Tourism after COVID-19

This crisis will end. That’s one of the few certainties at a time of unnerving uncertainty. To quote the actor Brian Cox the world is making even less sense than it ever did. So is it possible to read the runes and discern some trends that may well emerge in the tourism space after this pandemic eases then finishes? Possible and indeed therapeutic if nothing else. It does no harm to throw some leaves up in the air to see which way the wind is blowing.

The era of the ultra-staycation may well be ushered in by this global crisis. It might be better to call them ‘micro-holidays’ where one holidays within a 50-km radius of home. That would seem almost luxurious, even decadent, after our 2km ‘confinement’ at present. People may be less inclined to book foreign holidays and trips on the spur of the moment. If the impulse to book breaks at the last possible moment lives on at all it may well take the form of staying close to home while away.

Those trips taken close to home may well become more experiential in nature too. The person who can catch and skin a rabbit or sow and grow potatoes becomes much more attractive during these times. Breaks combined with learning how to grow your own fruit or veg, brew your own, ferment your own and preserve your own food supplies will almost definitely become a much bigger niche than it is today. Survivalist courses will be embraced too rather than, as at present, mistrusted or misconstrued. Also tech camps and workshops where you get away for a few days and learn skills such as using a 3-D printer may become much more commonplace.

Shorter breaks in an outdoor setting and closer to home may well be a trend going forward.
Photo Credit: Lukasz Piekarski

On the international front air travel may never return to pre-COVID-19 levels. Companies that took their staff abroad every year without fail for team bonding and upskilling may scale that investment back or do it within their own countries only. The corporate market may well be a slimmer, more elusive beast to catch and snare going forward. If that is the case even more care and attention will have to be devoted to our domestic tourism market. For both international and domestic markets more and more virtual walking tours, tasting tours, gallery tours and museum tours will have to be commissioned and uploaded as part of a marketing mix to grab a slice of a much reduced tourism pie. Indeed tourism operators will have to invest more in their online presence and tweak or indeed pivot the ‘call to action’ of their business to survive.

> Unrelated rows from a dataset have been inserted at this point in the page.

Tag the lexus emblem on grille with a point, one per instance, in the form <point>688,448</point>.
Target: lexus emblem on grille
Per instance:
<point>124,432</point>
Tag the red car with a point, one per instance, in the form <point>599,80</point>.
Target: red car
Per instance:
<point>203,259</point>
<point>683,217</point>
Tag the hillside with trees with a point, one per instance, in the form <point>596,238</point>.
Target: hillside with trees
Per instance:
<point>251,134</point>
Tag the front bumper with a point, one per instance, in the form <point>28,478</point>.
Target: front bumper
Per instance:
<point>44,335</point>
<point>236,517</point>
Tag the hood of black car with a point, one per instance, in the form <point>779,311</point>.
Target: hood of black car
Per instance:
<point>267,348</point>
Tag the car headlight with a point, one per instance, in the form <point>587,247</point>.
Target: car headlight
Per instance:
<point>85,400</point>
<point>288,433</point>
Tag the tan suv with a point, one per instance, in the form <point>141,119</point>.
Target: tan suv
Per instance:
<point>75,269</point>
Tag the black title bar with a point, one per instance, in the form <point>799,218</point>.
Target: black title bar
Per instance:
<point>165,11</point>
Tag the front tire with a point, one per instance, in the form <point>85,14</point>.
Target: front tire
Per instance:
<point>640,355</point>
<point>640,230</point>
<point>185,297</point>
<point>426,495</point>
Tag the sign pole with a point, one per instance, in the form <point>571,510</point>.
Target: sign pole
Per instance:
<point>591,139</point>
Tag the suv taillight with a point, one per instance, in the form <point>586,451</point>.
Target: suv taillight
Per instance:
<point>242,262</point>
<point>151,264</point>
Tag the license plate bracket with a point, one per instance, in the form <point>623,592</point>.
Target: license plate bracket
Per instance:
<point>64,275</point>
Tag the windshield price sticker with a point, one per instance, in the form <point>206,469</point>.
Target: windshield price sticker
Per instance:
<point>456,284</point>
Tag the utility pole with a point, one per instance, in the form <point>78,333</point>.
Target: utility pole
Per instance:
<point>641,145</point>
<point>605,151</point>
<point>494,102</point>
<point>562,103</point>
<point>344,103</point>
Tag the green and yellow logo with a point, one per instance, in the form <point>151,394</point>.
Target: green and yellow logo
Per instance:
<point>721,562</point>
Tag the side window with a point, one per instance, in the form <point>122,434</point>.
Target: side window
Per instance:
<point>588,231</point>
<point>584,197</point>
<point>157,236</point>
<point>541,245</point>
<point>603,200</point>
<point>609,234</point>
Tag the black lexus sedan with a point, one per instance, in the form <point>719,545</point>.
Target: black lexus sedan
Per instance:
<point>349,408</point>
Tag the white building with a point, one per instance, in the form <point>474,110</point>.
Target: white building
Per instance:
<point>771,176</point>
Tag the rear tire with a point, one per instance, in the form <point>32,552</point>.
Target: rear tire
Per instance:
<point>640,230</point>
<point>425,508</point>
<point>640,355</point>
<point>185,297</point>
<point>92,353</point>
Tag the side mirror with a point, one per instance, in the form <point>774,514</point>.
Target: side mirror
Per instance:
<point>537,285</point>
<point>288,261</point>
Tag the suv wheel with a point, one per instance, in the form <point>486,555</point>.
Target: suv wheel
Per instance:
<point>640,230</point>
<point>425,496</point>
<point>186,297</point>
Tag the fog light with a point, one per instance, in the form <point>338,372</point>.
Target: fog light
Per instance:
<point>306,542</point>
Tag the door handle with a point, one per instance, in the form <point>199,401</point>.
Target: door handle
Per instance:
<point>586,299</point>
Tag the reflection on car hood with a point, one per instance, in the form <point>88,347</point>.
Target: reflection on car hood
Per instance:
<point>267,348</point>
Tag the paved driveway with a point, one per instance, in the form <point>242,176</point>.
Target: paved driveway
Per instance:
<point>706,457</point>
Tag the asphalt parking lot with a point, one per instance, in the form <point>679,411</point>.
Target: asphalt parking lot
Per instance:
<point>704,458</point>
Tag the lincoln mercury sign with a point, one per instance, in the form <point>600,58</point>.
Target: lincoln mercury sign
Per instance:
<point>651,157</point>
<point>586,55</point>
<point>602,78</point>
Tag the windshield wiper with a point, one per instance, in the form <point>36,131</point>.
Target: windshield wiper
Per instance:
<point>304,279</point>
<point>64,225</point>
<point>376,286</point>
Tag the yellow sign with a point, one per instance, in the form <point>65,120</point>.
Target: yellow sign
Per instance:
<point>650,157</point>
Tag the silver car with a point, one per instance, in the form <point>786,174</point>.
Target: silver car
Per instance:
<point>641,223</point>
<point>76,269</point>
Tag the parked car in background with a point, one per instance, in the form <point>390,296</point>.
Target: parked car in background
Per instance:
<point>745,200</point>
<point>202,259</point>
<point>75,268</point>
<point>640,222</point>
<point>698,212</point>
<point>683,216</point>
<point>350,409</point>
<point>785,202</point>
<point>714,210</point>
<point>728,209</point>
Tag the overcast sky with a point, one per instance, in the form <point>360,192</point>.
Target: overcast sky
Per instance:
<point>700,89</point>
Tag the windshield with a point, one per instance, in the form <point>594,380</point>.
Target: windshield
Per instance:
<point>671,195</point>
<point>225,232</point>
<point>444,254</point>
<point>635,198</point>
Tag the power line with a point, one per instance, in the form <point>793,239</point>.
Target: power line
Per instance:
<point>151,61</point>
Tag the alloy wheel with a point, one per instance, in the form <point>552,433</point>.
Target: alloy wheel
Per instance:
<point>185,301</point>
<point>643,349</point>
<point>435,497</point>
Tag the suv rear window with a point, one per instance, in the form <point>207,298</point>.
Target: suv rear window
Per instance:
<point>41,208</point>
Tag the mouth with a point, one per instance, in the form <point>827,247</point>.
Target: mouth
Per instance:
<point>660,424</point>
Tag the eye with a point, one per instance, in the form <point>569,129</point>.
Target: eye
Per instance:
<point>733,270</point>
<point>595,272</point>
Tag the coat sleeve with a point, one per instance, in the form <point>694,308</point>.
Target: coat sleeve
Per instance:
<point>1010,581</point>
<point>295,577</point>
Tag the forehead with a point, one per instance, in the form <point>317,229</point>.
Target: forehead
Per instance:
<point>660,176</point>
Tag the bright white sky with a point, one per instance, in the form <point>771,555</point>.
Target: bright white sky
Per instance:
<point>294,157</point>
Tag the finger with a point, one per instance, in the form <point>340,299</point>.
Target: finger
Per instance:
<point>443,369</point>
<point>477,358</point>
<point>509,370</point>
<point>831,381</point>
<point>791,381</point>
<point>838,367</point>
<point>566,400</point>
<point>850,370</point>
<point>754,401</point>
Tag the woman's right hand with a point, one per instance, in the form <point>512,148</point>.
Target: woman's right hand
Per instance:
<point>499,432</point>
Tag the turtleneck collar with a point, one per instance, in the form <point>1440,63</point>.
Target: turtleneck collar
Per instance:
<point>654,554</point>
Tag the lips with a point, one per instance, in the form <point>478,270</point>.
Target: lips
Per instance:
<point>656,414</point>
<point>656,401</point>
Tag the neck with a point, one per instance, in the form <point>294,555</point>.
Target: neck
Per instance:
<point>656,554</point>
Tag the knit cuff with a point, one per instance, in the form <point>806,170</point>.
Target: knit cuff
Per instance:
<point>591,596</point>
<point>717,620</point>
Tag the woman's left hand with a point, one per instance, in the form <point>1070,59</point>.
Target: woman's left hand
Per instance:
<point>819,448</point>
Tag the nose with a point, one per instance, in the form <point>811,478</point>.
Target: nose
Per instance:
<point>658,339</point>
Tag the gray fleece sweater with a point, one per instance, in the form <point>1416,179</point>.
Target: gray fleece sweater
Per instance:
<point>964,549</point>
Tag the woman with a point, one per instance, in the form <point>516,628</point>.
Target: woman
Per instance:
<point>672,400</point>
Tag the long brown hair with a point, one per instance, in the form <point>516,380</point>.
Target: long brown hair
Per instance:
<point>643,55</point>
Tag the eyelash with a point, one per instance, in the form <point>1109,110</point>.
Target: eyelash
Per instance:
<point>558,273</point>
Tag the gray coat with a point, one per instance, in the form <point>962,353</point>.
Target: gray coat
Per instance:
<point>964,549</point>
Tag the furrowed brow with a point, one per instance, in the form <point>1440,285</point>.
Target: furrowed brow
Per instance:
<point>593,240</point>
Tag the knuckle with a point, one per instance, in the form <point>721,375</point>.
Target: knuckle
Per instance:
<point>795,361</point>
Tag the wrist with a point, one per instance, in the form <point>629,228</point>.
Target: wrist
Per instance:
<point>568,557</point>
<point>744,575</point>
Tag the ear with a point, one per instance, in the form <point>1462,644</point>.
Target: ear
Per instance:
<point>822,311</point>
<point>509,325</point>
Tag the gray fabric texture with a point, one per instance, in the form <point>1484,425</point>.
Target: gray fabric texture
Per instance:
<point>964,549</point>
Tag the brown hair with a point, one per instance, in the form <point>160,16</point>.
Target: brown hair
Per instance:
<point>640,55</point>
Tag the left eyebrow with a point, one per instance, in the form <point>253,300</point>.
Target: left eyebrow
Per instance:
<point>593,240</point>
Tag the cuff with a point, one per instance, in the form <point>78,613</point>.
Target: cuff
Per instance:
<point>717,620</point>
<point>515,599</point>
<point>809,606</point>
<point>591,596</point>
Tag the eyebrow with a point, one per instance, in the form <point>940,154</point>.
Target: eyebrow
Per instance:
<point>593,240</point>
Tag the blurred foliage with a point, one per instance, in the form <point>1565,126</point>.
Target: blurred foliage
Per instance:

There is no need to despair however. Ireland will be still seen as a green and safe place to travel to as this pandemic disappears in the rear-view mirror. Tourism businesses here however will need to more innovative with their offerings and unique, even quirky, in their messaging to retain a proportion of the business they were getting before this storm blew in and flipped over many of the cast-iron certainties we as an industry held so dear.